1.

255 30 41
                                    

"orospu çocuğu, yeme dedim ben sana o siktiğimin meyveli pudingini! senin yüzünden ne kadar para harcayacağız allah bilir, gerizekalı."

hastane acilinde karnımdaki ağrıdan ötürü kıvranırken, üstüne bir de hoseok'un dırdırına katlanmak zorundaydım. aman ne güzel.

"boş boş konuşma hoseok, birincisi o puding değil meyveli yoğurttu. ikincisi de ondan değil senin pişirdiğin makarnadan böyle oldum. ne zamandan kalmıştı o amına koyayım, paketin içinde böcekler cirit atıyordu."

hoseok gözlerini kapatıp derin bir nefes aldı. sessiz sessiz bir şeyler fısıldadı kendi kendine, tanrı'dan sabır istiyordu sanırım.

"o makarnayı iki hafta önce yedik biz. ondan zehirlensen ben de senin durumunda olurdum herhalde it oğlu it. of, gitti aylık paramız gitti..."

"ne abarttın amına koyayım, be kadar alırlar ki maksi- ah, karnım!"

birden acıyla inlememle üstüme atladı. "n'oldu lan iyi misin?" dedi neredeyse bağırarak.

"iyiyim, iyiyim. merak etme." değilim. ölüyorum resmen.

hoseok telaşlı telaşlı ne yapacağını düşünürken birinin bana seslendiğini duydum. "min... yoongi, burada mı?" hemşireydi, 10 dakikadır acilde sıra bekliyorduk. hele şükür gelmişti sıramız.

"buradayız, buradayız," diye cevapladı hoseok benim yerime. bunu söylemesiyle de beni muayene odasına doğru sürüklemeye başladı. kırvana kıvrana odaya girdim.

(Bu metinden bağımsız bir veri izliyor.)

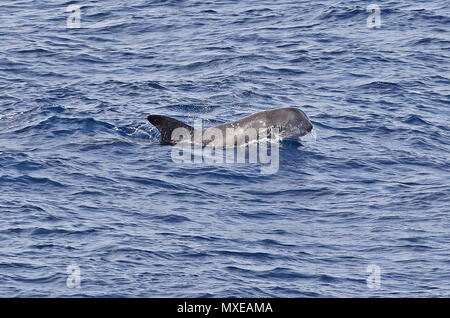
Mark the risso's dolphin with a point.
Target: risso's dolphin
(285, 122)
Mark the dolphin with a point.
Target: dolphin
(286, 122)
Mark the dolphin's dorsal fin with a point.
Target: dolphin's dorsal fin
(166, 126)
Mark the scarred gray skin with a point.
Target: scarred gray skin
(285, 122)
(289, 122)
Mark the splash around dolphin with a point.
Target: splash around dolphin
(285, 122)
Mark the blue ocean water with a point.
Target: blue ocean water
(84, 181)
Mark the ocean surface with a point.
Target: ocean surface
(90, 199)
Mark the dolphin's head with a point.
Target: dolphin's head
(298, 122)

hemşire, "burada bekleyin, doktor kim bir an önce gelecek." dedi. onaylar anlamda kafamı salladım. "tekrar geçmiş olsun," dedi ve odadan çıktı.

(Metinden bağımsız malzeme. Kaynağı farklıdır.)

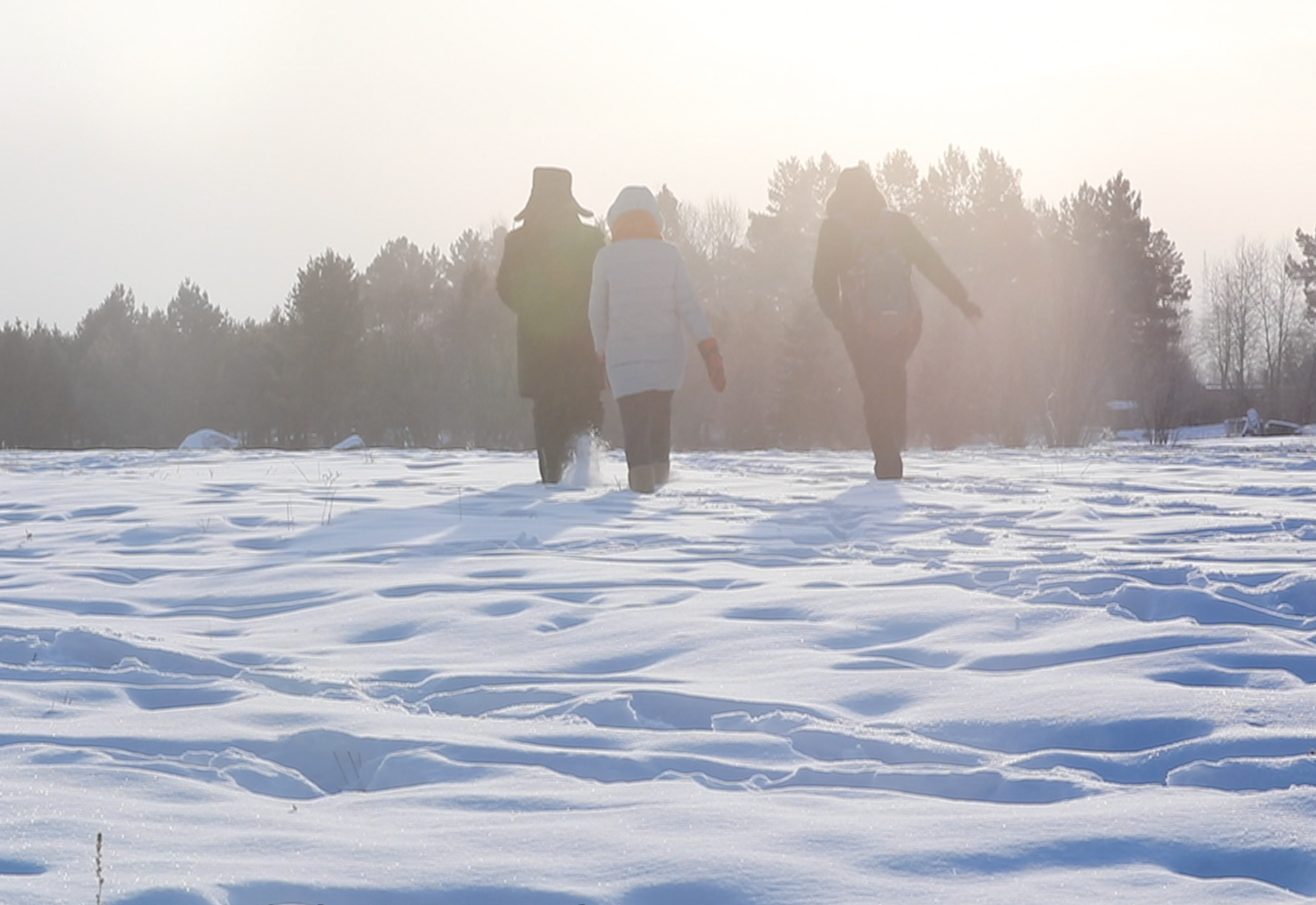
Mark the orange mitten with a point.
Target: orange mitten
(714, 362)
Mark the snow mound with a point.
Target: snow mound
(209, 440)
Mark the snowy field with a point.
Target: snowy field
(417, 678)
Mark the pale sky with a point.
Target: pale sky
(228, 142)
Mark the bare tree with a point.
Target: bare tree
(1253, 329)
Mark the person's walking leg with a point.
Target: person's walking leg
(636, 428)
(661, 437)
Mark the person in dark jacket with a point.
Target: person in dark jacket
(544, 278)
(879, 324)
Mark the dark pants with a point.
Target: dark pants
(879, 366)
(647, 426)
(558, 420)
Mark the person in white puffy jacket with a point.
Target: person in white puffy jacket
(640, 300)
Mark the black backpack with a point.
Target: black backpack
(877, 287)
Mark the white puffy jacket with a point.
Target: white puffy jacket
(640, 298)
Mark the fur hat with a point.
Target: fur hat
(634, 198)
(856, 190)
(550, 189)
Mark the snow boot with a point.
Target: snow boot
(889, 467)
(642, 479)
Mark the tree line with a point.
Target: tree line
(1085, 306)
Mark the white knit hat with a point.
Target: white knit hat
(634, 198)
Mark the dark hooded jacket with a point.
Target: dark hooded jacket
(837, 253)
(544, 278)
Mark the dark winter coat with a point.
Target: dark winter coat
(837, 253)
(544, 278)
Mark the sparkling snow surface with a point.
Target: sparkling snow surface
(417, 678)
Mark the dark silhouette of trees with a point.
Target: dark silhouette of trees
(1083, 304)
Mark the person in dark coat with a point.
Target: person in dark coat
(879, 336)
(544, 278)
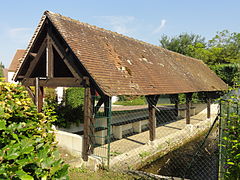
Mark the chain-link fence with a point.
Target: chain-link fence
(175, 136)
(229, 159)
(169, 140)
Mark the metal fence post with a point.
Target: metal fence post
(220, 168)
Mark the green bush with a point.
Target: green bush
(230, 143)
(70, 110)
(27, 147)
(229, 73)
(75, 97)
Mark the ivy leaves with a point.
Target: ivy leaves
(27, 147)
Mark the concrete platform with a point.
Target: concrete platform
(135, 151)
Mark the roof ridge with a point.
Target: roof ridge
(30, 44)
(102, 29)
(115, 33)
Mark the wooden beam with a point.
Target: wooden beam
(99, 103)
(33, 54)
(49, 58)
(30, 92)
(152, 102)
(54, 82)
(188, 104)
(39, 95)
(65, 57)
(92, 120)
(175, 100)
(87, 119)
(208, 100)
(37, 58)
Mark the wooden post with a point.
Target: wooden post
(175, 100)
(152, 122)
(87, 119)
(49, 58)
(208, 99)
(188, 103)
(38, 95)
(92, 121)
(152, 102)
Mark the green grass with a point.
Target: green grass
(85, 174)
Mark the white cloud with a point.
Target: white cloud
(160, 27)
(118, 24)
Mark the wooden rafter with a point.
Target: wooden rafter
(49, 58)
(65, 56)
(54, 82)
(37, 58)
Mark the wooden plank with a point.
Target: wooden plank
(99, 103)
(87, 116)
(208, 100)
(49, 58)
(30, 92)
(152, 122)
(188, 103)
(30, 51)
(92, 120)
(39, 95)
(65, 57)
(37, 58)
(54, 82)
(152, 102)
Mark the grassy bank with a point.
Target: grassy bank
(84, 174)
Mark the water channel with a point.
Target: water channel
(186, 162)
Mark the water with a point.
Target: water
(186, 162)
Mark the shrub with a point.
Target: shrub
(27, 146)
(229, 73)
(70, 110)
(75, 97)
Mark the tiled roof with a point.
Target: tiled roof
(16, 60)
(124, 66)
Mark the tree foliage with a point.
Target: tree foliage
(27, 146)
(221, 53)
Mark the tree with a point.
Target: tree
(225, 47)
(221, 53)
(181, 43)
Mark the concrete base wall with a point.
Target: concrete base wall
(159, 147)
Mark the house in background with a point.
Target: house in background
(14, 64)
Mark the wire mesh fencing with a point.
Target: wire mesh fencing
(229, 159)
(170, 136)
(130, 145)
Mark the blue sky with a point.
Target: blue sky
(145, 20)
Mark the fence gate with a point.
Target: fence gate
(101, 137)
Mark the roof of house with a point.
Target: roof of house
(16, 60)
(125, 66)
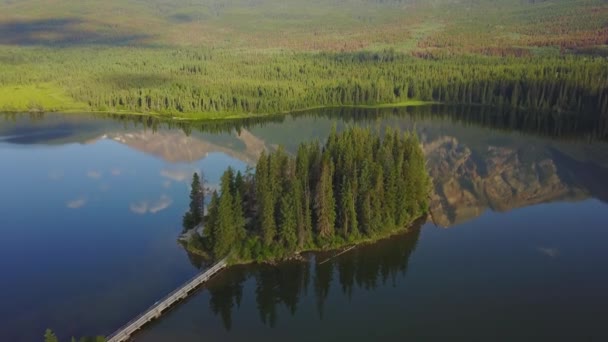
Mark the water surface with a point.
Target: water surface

hoseok'a baktım. bayağı endişeli görünüyordu. onu rahatlatmak adına "endişelenme be oğlum, en fazla ne olabilir, bi' ilaç yazacak onu alacağız oldu bitti."

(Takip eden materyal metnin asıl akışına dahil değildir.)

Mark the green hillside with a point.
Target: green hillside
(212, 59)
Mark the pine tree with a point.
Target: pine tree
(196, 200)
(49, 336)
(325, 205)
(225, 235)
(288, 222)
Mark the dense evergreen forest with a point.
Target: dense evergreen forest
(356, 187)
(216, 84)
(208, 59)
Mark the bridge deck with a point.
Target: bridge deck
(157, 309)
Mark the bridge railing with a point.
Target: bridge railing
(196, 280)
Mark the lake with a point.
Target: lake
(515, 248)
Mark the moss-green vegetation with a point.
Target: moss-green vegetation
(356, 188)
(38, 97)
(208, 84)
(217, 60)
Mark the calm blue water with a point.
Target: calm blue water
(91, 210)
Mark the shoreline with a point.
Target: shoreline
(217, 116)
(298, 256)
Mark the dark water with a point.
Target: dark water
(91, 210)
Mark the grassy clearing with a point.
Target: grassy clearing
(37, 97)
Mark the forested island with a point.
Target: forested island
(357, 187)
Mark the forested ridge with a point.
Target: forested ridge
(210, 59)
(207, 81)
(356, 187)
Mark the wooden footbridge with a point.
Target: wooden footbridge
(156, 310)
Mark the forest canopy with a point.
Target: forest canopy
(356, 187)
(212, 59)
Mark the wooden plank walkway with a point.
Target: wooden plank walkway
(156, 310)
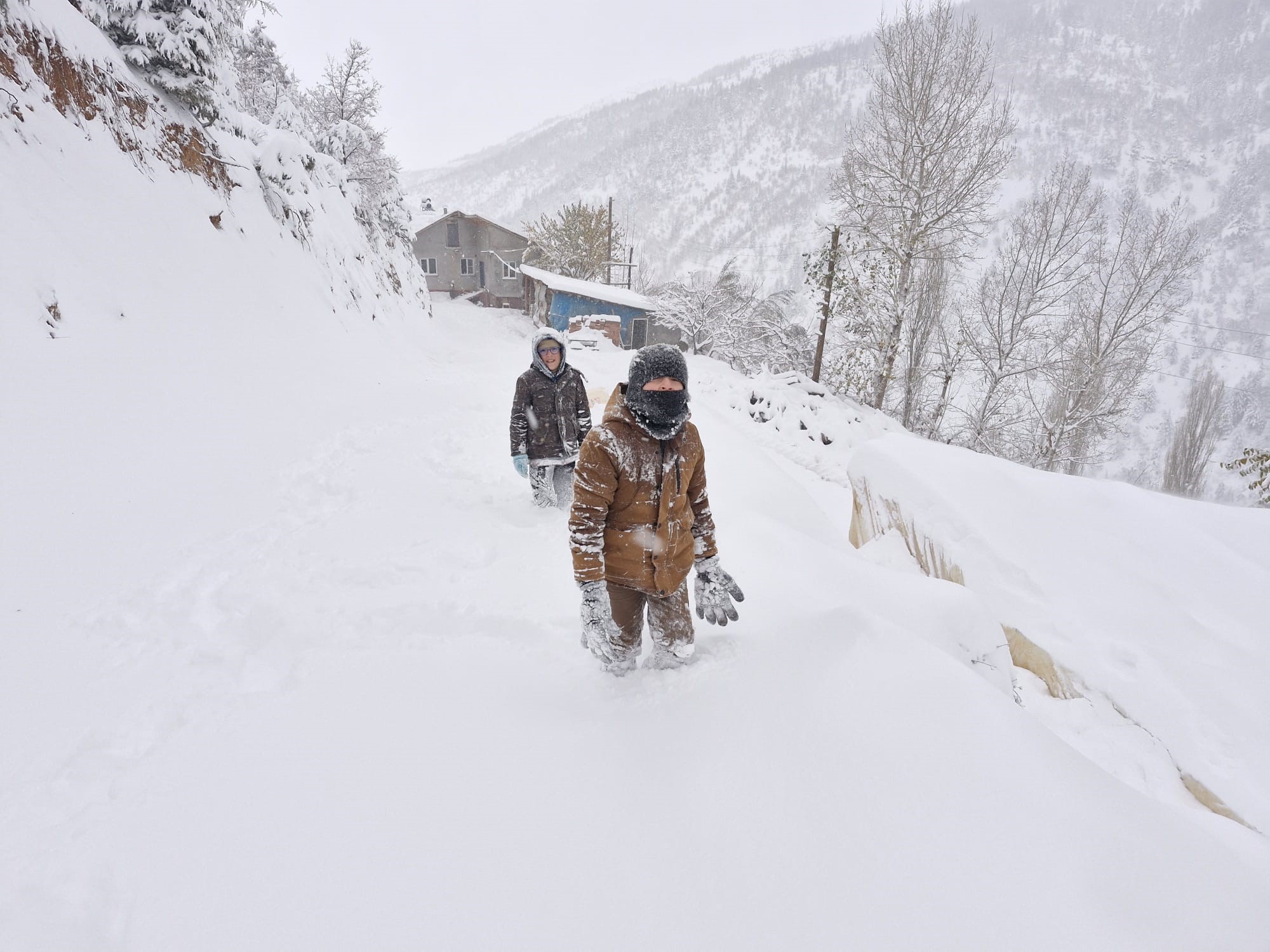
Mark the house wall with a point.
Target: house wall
(477, 241)
(511, 249)
(431, 243)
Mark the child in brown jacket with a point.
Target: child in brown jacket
(641, 521)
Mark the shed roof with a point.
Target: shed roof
(590, 289)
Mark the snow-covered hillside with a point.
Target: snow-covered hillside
(1165, 95)
(290, 662)
(347, 705)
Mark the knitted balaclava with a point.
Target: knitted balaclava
(661, 413)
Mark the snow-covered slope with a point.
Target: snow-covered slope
(324, 689)
(288, 659)
(1170, 96)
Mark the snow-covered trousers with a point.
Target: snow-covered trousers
(670, 623)
(552, 484)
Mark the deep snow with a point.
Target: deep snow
(290, 662)
(352, 710)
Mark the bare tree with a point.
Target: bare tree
(731, 317)
(573, 242)
(919, 356)
(1257, 464)
(1010, 312)
(921, 168)
(344, 109)
(1140, 279)
(1194, 439)
(699, 305)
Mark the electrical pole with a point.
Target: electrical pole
(825, 308)
(609, 255)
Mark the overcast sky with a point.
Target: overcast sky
(459, 77)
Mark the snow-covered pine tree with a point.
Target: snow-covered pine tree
(342, 111)
(182, 46)
(264, 79)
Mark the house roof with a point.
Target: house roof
(590, 289)
(457, 214)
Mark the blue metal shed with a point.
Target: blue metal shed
(556, 299)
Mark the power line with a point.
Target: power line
(799, 243)
(1219, 327)
(1206, 347)
(1227, 387)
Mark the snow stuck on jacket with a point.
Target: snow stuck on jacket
(289, 659)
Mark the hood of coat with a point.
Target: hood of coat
(618, 412)
(558, 337)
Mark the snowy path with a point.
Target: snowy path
(364, 722)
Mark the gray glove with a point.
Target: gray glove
(599, 629)
(716, 590)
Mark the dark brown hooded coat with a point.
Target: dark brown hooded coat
(641, 512)
(551, 412)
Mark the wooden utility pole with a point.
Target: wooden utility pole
(609, 256)
(825, 308)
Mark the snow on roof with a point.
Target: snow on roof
(590, 289)
(459, 214)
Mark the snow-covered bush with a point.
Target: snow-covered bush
(182, 46)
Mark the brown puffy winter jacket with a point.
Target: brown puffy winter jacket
(641, 512)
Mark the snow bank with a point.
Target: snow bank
(1158, 604)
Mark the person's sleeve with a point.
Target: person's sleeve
(703, 521)
(520, 423)
(584, 412)
(595, 483)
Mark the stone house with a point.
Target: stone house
(473, 257)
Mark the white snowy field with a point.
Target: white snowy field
(291, 663)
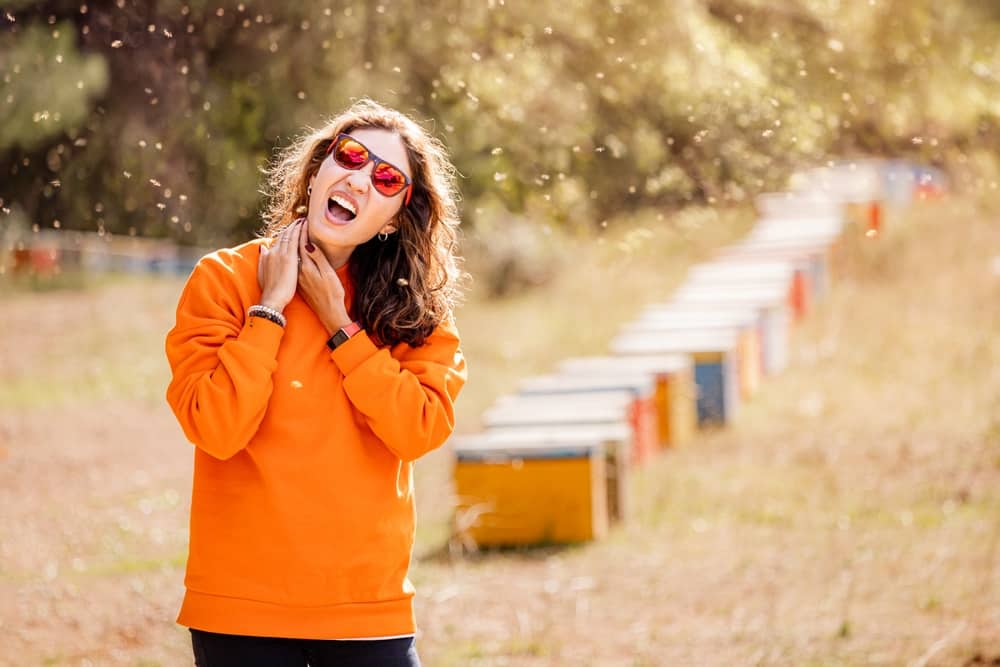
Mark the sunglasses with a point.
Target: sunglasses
(387, 178)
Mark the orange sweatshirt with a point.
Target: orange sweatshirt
(302, 512)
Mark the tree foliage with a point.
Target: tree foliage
(154, 117)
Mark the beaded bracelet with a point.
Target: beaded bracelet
(267, 313)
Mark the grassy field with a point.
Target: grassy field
(851, 516)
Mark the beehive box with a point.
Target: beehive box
(675, 388)
(748, 333)
(644, 414)
(716, 357)
(529, 490)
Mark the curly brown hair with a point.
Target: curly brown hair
(405, 286)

bir kaç saniye bana baktı. ellerini beline koydu, derin bir nefes daha aldı. katlanamıyordu sanırım bana. bu sefer açıklamaya sabrı yetmedi sanırsam "öyle umalım." diye kesip attı.

bir kaç dakikanın ardından odanın kapısı açıldı. içeriye uzun boylu, yakışıklı bir adam girdi. temiz bir üniforması, gözünde de ona çok yakışan gözlükleri vardı. koyu siyah gözleri ve saçı onu daha da çekici yapıyordu. yutkundum ve hoseok'a çevirdim kafamı. gözlerimle doktoru gösterdim. o ise pek etkilenmiş görünmüyordu, gözlerini tehditkar bir ifadeyle kocaman açıp dudaklarını birbirine bastırdı. adama yürüyeceğimi anlamıştı sanırım. susmamı istiyordu.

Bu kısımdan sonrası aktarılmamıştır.